The backend will run on:

http://localhost:<PORT>

=> Running the Frontend Locally

For detailed frontend architecture and component structure, refer to:
--> /frontend/README.md


1. Navigate to Frontend Directory

cd frontend

2. Configure Backend API URL

Open the following file:

src/api/axios.js

You will see:

import axios from "axios";

// deployed backend
const url = `${import.meta.env.VITE_API_URL}`;

// to run locally
// const url = "http://localhost:<backend-port>/api/wells"

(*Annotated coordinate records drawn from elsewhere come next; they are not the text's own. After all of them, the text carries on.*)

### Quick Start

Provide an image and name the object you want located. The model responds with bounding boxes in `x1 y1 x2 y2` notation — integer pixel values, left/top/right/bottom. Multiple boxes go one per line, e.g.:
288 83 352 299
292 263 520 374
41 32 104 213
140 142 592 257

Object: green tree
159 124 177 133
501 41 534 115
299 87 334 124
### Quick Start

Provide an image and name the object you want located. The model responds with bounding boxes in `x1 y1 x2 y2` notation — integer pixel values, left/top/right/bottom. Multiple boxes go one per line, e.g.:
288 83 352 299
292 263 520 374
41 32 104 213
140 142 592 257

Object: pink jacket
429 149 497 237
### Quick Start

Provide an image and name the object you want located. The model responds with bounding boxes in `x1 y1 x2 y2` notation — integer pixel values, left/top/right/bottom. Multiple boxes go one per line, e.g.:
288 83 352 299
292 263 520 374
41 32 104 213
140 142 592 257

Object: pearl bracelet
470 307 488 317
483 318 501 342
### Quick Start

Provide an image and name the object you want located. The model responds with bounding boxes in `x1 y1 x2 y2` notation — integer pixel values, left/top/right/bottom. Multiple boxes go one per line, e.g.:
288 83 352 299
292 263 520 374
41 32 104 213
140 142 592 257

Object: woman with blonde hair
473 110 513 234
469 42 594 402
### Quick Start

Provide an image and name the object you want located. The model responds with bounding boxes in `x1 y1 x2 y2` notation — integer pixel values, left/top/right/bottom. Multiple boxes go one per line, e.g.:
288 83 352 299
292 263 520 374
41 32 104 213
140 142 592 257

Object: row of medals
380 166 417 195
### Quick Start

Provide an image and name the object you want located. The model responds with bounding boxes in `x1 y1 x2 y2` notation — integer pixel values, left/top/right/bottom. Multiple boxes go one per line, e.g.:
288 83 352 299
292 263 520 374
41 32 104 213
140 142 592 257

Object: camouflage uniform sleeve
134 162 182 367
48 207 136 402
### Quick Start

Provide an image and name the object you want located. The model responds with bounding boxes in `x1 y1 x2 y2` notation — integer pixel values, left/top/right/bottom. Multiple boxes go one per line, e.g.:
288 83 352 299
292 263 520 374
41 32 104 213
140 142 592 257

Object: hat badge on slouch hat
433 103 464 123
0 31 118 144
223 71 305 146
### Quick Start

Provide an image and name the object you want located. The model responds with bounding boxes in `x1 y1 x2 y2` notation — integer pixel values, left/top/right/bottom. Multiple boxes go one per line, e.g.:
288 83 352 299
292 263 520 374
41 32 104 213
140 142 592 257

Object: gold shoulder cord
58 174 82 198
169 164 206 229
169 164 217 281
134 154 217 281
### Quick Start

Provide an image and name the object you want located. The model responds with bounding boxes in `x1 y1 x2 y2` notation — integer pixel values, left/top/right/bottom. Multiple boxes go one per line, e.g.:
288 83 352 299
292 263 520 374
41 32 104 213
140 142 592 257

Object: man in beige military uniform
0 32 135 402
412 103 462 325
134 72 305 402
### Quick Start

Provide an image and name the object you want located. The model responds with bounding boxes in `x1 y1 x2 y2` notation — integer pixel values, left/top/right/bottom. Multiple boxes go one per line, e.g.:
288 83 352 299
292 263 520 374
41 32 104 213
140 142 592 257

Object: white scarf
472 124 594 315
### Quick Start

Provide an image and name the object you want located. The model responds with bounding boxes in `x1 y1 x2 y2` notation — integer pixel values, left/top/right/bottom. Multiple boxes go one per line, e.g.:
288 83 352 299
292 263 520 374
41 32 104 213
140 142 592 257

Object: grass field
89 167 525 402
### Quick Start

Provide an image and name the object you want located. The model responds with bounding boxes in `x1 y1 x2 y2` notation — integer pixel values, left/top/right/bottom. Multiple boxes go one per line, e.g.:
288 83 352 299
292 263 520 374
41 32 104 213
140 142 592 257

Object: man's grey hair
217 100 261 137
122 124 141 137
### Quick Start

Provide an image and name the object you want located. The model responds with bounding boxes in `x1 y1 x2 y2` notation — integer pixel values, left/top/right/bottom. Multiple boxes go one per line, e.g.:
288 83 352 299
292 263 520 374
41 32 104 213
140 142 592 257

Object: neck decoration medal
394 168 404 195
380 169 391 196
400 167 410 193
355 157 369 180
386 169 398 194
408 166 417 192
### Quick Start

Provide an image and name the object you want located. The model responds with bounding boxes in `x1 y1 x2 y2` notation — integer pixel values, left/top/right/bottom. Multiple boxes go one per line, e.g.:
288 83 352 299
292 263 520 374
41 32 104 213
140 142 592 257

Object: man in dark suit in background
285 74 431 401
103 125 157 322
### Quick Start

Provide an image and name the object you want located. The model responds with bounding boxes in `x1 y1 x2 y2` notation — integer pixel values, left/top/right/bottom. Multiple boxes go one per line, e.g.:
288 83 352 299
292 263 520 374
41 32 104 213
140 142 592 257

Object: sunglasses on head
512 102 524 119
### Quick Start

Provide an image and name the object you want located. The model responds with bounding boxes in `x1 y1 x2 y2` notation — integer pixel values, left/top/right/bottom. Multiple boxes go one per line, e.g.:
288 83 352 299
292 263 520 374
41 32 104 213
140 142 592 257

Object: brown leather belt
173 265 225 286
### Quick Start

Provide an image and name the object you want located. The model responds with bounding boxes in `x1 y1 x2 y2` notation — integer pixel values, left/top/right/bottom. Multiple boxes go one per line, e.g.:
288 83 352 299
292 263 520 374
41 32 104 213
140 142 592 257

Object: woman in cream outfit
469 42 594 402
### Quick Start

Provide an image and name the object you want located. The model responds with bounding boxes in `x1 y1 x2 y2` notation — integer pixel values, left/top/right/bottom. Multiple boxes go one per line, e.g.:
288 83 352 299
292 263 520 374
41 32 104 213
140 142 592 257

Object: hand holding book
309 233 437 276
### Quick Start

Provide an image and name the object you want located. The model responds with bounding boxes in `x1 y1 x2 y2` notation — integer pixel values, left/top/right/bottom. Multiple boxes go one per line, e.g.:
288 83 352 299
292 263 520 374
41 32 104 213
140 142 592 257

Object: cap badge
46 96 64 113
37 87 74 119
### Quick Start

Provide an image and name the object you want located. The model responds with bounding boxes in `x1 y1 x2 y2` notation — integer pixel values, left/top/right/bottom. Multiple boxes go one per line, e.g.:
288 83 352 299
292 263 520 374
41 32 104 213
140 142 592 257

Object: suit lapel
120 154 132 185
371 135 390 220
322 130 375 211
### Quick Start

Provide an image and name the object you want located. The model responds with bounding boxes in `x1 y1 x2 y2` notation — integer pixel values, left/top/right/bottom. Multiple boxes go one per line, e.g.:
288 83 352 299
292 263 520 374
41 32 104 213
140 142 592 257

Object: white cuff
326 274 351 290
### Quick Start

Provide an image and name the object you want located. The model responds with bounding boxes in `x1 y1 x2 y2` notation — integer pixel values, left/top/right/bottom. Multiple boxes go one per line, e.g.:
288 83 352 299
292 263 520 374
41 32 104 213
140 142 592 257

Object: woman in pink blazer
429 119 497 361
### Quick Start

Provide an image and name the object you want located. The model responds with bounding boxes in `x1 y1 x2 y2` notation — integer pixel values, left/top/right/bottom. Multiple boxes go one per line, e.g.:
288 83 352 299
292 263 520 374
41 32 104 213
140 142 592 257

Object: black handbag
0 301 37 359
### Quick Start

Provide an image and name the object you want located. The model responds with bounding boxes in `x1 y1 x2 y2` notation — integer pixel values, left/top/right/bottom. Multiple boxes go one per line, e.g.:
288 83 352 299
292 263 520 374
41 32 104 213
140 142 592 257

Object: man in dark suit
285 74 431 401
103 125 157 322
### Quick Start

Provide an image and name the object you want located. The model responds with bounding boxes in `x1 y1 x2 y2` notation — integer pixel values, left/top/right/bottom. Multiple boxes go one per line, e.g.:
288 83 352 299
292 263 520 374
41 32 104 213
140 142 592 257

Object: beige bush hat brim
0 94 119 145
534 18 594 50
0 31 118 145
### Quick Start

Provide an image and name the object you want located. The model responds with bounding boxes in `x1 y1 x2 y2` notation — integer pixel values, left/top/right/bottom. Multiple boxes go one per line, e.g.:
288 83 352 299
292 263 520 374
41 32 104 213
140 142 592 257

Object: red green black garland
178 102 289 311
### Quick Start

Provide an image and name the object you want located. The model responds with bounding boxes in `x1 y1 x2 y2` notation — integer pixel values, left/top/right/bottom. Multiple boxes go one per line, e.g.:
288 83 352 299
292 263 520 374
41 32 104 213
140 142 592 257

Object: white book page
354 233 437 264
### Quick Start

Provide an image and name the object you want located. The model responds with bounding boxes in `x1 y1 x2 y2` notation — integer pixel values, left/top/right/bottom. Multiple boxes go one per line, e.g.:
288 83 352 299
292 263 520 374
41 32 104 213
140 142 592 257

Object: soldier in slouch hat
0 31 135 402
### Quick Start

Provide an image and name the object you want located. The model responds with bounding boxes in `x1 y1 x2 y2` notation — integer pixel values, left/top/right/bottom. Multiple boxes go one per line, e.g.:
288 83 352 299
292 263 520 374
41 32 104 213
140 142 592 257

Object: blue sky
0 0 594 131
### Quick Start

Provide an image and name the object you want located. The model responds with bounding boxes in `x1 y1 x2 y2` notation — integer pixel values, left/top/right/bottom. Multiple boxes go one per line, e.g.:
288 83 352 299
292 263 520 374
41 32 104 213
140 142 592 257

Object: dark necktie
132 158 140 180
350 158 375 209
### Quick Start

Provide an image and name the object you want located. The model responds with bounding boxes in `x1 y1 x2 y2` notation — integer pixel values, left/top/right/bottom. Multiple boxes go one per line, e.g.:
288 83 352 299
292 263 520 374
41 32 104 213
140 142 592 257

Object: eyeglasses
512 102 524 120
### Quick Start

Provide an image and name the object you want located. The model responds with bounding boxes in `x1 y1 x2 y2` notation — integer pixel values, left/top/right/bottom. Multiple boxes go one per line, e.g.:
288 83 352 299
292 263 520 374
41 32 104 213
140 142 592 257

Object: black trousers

const api = axios.create({
  baseURL: url
});

export default api;

To run locally:

  • Comment the deployed backend line
  • Uncomment the local backend line
  • Replace <backend-port> with your backend PORT value

Example:

const url = "http://localhost:5000/api/wells"

3. Install Dependencies

npm install

4. Start the Frontend

npm run dev

Frontend will run on:

http://localhost:5173

About

A full-stack web platform for ingesting and analyzing well-log (LAS) data. It enables users to upload LAS files, store and query depth-indexed data efficiently, visualize selected log curves with interactive controls, and generate AI-assisted interpretations for specific depth ranges.